In practice, both mechanisms likely operate simultaneously across different species and traits. Some courtship signals genuinely advertise health and vigor, while others may persist simply because they’re fashionable.

What Drives Courtship Biologically

In vertebrates, courtship behavior is activated by hormones, particularly testosterone. In golden-collared manakins, a tropical bird famous for its acrobatic snap-wing displays, testosterone triggers the seasonal onset of courtship. The hormone acts through receptors found not just in the brain but throughout the neuromuscular system, priming muscles and motor circuits for the physical demands of display. Brain regions involved in social behavior, motivation, and motor coordination all contain these receptors, creating an integrated system that links hormonal state to performance.

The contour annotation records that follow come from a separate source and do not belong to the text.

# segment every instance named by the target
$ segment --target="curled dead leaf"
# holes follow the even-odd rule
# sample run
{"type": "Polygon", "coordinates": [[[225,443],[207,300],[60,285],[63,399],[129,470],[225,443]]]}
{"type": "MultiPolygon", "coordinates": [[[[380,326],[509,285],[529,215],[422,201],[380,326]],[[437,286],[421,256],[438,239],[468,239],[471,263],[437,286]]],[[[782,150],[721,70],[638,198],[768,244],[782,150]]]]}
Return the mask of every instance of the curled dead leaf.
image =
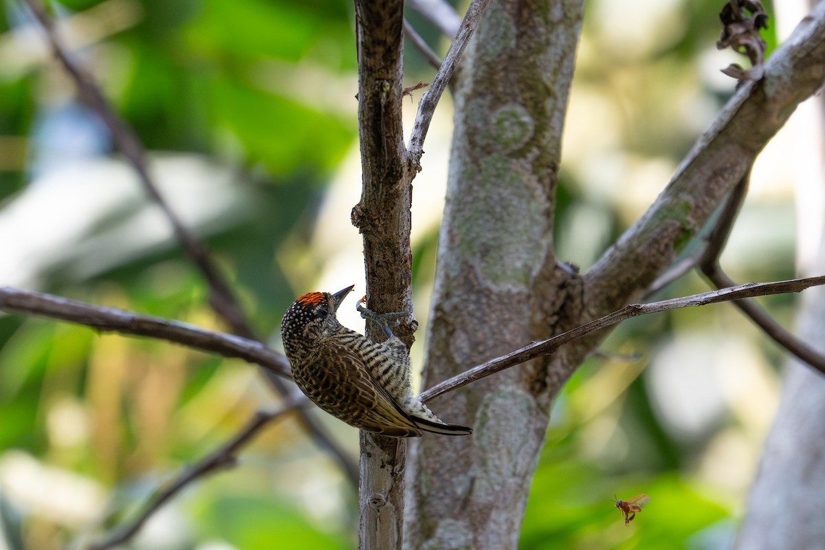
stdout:
{"type": "Polygon", "coordinates": [[[732,63],[722,70],[728,76],[738,79],[759,80],[765,74],[765,49],[767,45],[759,34],[766,29],[768,15],[761,2],[757,0],[729,0],[719,13],[722,36],[716,43],[719,49],[731,48],[747,55],[751,68],[732,63]]]}

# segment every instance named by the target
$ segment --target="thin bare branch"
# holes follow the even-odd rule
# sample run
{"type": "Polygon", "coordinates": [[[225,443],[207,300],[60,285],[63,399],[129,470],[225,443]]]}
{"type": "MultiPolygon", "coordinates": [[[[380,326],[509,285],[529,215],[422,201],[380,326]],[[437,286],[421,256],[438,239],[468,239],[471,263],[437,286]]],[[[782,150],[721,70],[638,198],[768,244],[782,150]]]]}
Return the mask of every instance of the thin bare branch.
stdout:
{"type": "MultiPolygon", "coordinates": [[[[740,284],[738,286],[711,290],[700,294],[692,294],[691,296],[662,300],[660,302],[631,303],[595,321],[577,327],[572,331],[568,331],[548,340],[533,342],[506,355],[497,357],[486,363],[473,367],[469,370],[464,371],[448,380],[445,380],[425,392],[422,392],[420,397],[424,401],[432,399],[442,393],[457,389],[505,369],[525,363],[537,357],[549,355],[568,342],[578,340],[596,331],[612,327],[633,317],[678,309],[680,308],[704,306],[719,302],[739,300],[743,298],[800,292],[809,287],[821,284],[825,284],[825,276],[794,279],[771,283],[748,283],[747,284],[740,284]]],[[[822,372],[825,374],[825,370],[822,372]]]]}
{"type": "Polygon", "coordinates": [[[431,23],[448,37],[458,34],[461,17],[455,8],[445,0],[408,0],[407,3],[427,17],[431,23]]]}
{"type": "Polygon", "coordinates": [[[409,21],[407,21],[406,18],[404,19],[404,36],[406,36],[407,40],[412,42],[412,45],[414,45],[418,51],[421,52],[421,54],[424,56],[424,59],[427,59],[431,65],[436,68],[436,70],[441,68],[441,59],[438,57],[438,54],[432,51],[432,49],[430,48],[427,40],[422,38],[421,35],[416,32],[416,30],[412,25],[410,25],[409,21]]]}
{"type": "Polygon", "coordinates": [[[186,468],[165,487],[158,489],[149,498],[137,518],[121,527],[106,540],[92,544],[89,550],[106,550],[118,544],[122,544],[134,537],[155,512],[184,487],[210,473],[235,466],[238,452],[251,442],[265,426],[287,412],[309,403],[309,400],[306,397],[296,392],[284,403],[281,409],[272,412],[258,411],[247,425],[234,437],[191,467],[186,468]]]}
{"type": "MultiPolygon", "coordinates": [[[[725,201],[724,207],[722,209],[722,212],[719,213],[719,218],[714,222],[714,228],[705,237],[703,245],[700,250],[687,257],[682,258],[666,272],[657,277],[651,283],[650,286],[648,287],[647,291],[645,291],[645,298],[656,294],[697,266],[708,262],[712,264],[714,261],[719,261],[719,256],[721,256],[722,251],[728,242],[731,229],[733,228],[733,223],[736,221],[737,216],[739,215],[742,204],[745,202],[745,197],[747,195],[747,186],[750,181],[751,170],[749,168],[739,180],[739,182],[736,184],[733,190],[731,190],[730,195],[725,201]]],[[[721,286],[717,285],[716,288],[733,285],[733,284],[732,283],[721,286]]]]}
{"type": "Polygon", "coordinates": [[[412,132],[410,134],[410,142],[407,151],[407,160],[409,166],[414,172],[421,170],[421,156],[424,154],[424,138],[430,128],[432,121],[432,115],[436,112],[436,106],[441,98],[444,88],[450,82],[450,78],[453,76],[453,72],[461,59],[467,43],[473,36],[475,27],[478,24],[478,20],[487,8],[489,0],[473,0],[473,2],[467,8],[461,26],[459,27],[455,39],[450,45],[446,57],[441,63],[441,66],[436,73],[436,78],[430,85],[430,89],[424,92],[418,103],[418,114],[416,115],[415,122],[412,125],[412,132]]]}
{"type": "MultiPolygon", "coordinates": [[[[702,267],[702,273],[716,288],[724,288],[736,284],[719,266],[714,264],[702,267]]],[[[738,300],[733,303],[739,310],[749,317],[775,342],[784,347],[812,368],[825,373],[825,356],[799,340],[776,322],[764,309],[752,300],[738,300]]]]}
{"type": "Polygon", "coordinates": [[[210,303],[215,312],[229,324],[233,331],[247,338],[253,337],[252,329],[247,323],[229,285],[214,266],[205,247],[177,218],[149,175],[144,147],[134,132],[109,105],[92,75],[74,61],[68,49],[64,46],[60,38],[57,35],[54,23],[46,15],[40,2],[38,0],[25,0],[25,2],[43,27],[46,37],[51,44],[52,49],[54,51],[54,55],[74,81],[81,96],[106,125],[115,145],[137,172],[138,178],[146,194],[163,212],[184,251],[203,273],[210,290],[210,303]]]}
{"type": "MultiPolygon", "coordinates": [[[[214,265],[206,248],[181,222],[158,190],[158,186],[149,175],[143,144],[134,132],[111,108],[92,76],[80,64],[74,62],[40,2],[37,0],[25,1],[45,31],[54,54],[74,80],[81,95],[106,124],[117,148],[123,153],[137,172],[147,195],[169,220],[184,252],[203,275],[210,288],[210,305],[233,332],[249,340],[259,340],[249,326],[234,293],[214,265]]],[[[288,370],[288,368],[286,369],[288,370]]],[[[290,388],[282,380],[272,376],[270,372],[264,371],[262,374],[264,379],[276,394],[280,396],[289,394],[290,388]]],[[[299,411],[299,415],[301,426],[309,433],[318,444],[335,456],[350,481],[353,484],[357,484],[358,468],[347,454],[323,431],[317,421],[307,416],[303,410],[299,411]]]]}
{"type": "Polygon", "coordinates": [[[95,306],[39,292],[0,287],[0,310],[23,315],[60,319],[91,327],[102,332],[118,332],[165,340],[186,347],[237,357],[290,377],[286,358],[261,342],[231,334],[214,332],[179,321],[95,306]]]}
{"type": "Polygon", "coordinates": [[[636,299],[673,262],[678,243],[698,233],[796,106],[822,87],[823,59],[819,2],[771,54],[764,78],[739,87],[656,202],[585,274],[586,309],[600,315],[636,299]]]}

Estrogen also plays a role. Male manakins convert testosterone into estrogen in brain areas associated with mating and aggression, and this conversion may help activate certain courtship and copulatory behaviors. The hormonal picture is more nuanced than “testosterone equals courtship.” It’s a network of chemical signals acting on specific tissues throughout the body.

Human Courtship Patterns

Humans follow many of the same broad principles seen across the animal kingdom, filtered through culture and cognition. The parental investment framework predicts that the sex investing more in offspring will be choosier, and in humans, where both sexes often invest heavily, both men and women are selective, but in different ways and at different stages.

When researchers asked men and women to rate their minimum standards for a partner across 24 characteristics at four levels of commitment, from a single date to marriage, women were more selective overall, particularly on traits linked to status and resources. Men’s selectivity, however, depended heavily on the level of commitment involved. For casual encounters, men set lower bars. For long-term partnerships requiring significant investment, their standards rose substantially, converging more closely with women’s.

Human courtship unfolds through a mix of verbal and non-verbal channels: eye contact, posture mirroring, vocal tone, humor, gift-giving, and displays of competence or resources. While the specific forms vary enormously across cultures, the underlying logic of mutual assessment, honest signaling, and strategic self-presentation is recognizably the same system that drives a manakin’s dance or an albatross’s synchronized bow.